There are many problematic layers to these expressions and tropes that are the anthesis of what heterosexual people think are positive and affirming. That still revolves the narrative around their own straight identity. These passive-aggressive statements may not resemble the usual aggressive-aggressive ways of homophobia but still represent straight women’s internalized toxic masculinity that expects a singular expression of queerness. Effeminate and androgynous men fit the mold while men with masculine gender expression simply do not. “More often than not, the homophobia I witness online is from cishet women – not even men.” says 23-year-old Indian poet and activist Aditya Tiwari, who adds that these phrases create a “false notion of what queerness can and cannot be – boxing them into one category.”
25-year-old Chad Teixeira from London too feels exhausted from hearing these microaggressions. “I understand their stance on using these phrases as an easy way to “relate” to the LGBTQIA+ community but not all of us enjoy it.

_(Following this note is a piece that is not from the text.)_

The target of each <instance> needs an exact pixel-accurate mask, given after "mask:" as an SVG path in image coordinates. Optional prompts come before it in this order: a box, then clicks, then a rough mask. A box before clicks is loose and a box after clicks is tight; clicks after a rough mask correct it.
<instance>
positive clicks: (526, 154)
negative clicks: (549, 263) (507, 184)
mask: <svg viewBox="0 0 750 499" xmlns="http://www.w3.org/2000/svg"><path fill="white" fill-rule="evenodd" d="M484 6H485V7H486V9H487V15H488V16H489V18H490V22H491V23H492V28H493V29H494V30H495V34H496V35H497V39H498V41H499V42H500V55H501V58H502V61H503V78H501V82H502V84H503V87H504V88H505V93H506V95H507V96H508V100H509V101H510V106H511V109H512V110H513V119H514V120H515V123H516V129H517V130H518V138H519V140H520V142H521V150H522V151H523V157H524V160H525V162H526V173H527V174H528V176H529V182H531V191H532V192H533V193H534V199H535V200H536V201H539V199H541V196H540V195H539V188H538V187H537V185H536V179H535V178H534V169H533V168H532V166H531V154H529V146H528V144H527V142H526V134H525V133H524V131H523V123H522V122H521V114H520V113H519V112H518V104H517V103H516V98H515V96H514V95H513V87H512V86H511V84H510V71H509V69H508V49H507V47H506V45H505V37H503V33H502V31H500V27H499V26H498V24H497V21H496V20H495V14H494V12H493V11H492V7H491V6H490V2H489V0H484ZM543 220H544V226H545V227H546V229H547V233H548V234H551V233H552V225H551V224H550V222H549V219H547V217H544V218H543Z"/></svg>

The phrase “all the good men are either taken or gay” is so exhausted and what does it even mean? There [are] more people [who identify] as straight in the world than there are gay. These forms of indirect micro-homophobia are so overused, and it’s really draining!” While questioning someone’s sexuality through the restrictive boundaries of gender expression attaches negative connotations to all sexual identities, these phrases also contribute to the erasure of bisexual and pansexual individuals who are constantly fighting for their visibility in a world that already views sexuality in a binary of straight vs. gay.
Straight allyship – when done right, is important in the fight against the discrimination faced by the LGBTQIA+ community. And this is precisely why cishet women must unlearn and move past such micro-aggressive phrases. “I have lots of straight female friends and most gay men do! I think straight women definitely play a vital role in the allyship between communities, but they can definitely be more aware of how some of their comments can make us feel,” says Chad – and I couldn’t agree more. Someone being gay does not mean fewer men for straight women. Not all gay people are ‘good’ by virtue of our sexualities and even with the best of intentions, saying that you “need a gay best friend” still fetishizes our sexuality for your benefit and reduces our entire existence to our queerness. Admittedly, trying to understand the experiences of a marginalized group that one is not a part of takes a lot of effort. But your educational curve to unlearn these internalized forms of toxic masculinity and homophobia must not come at the expense of the LGBTQIA+ community.